Le nouveau décret n'a pas modifié fondamentalement les procédures d'introduction des projets d'assainissement. Il a par ailleurs introduit de nouvelles procédures identifiées et détaillées dans cet article.


Le délai dans lequel le dépôt du projet d'assainissement  doit être introduit est fixé par l'administration dans sa décision sur l'étude de caractérisation (art. 50 al.5). Il doit être accompagné, lors de son introduction, de la preuve du paiement d'un droit de dossier de 250 euros. L'article 58 énumère de manière exhaustive le contenu du projet d'assainissement, celui-ci étant accompagné d'une notice d'évaluation des incidences sur l'environnement et d'un résumé non technique des données du projet.

L'administration dispose de 30 jours pour statuer sur le caractère complet et recevable du projet d'assainissement à dater du jour de sa réception, et de 120 jours pour statuer sur le projet à partir du jour où elle a envoyé sa décision sur le caractère recevable. Si l'administration ne s'est pas prononcée dans le délai qui lui est imparti, le projet d'assainissement est censé être refusé. L'absence de décision ouvre le droit dans le chef du demandeur à une indemnité forfaitaire de 2.500 euros. Un recours suspensif de cette décision est ouvert aux titulaires des obligations (art. 77).

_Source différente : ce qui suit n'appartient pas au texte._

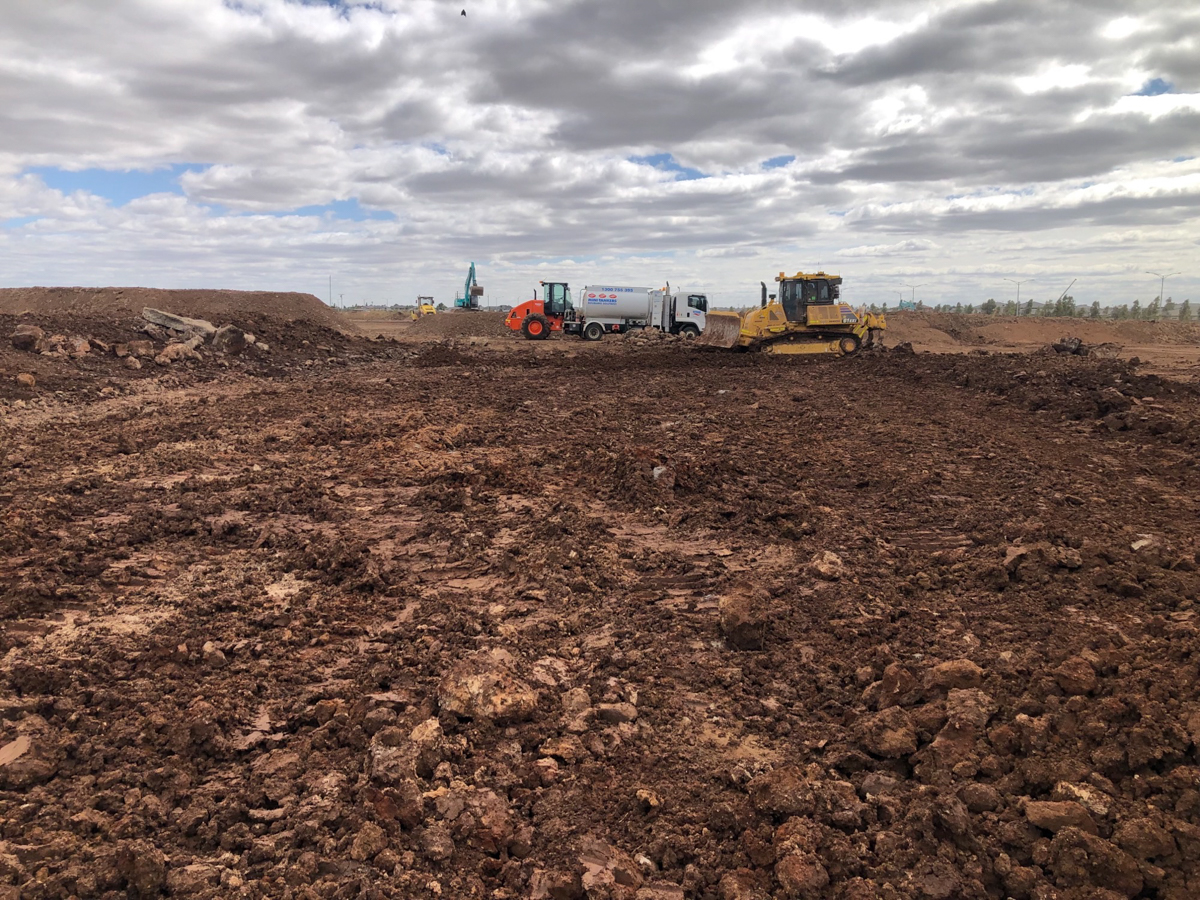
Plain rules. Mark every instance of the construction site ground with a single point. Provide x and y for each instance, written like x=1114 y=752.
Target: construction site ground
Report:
x=469 y=617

L'approbation du projet d'assainissement vaut permis d'environnement, permis d'urbanisme, permis unique ou déclaration.

Dès lors, une disposition relative à la péremption de l'approbation du projet d'assainissement a été introduite. En effet, les règles de péremption conçues pour les permis précités ne pouvaient, en toute hypothèse, trouver à s'appliquer dans le cas particulier des projets d'assainissement qui peuvent ne pas être mis en oeuvre rapidement et qui peuvent, par ailleurs, s'étendre sur un délai relativement long compte tenu de l'ampleur des actes et travaux à réaliser et de leur phasage éventuel. En conséquence, il est prévu un régime relativement souple de péremption (art. 67, alinéa 2), l'approbation du projet d'assainissement ne se périmant que pour la partie restante des actes et travaux d'assainissement non exécutés que si ceux-ci n'ont pas été exécutés dans les deux ans qui suivent la date à laquelle ils devaient l'être.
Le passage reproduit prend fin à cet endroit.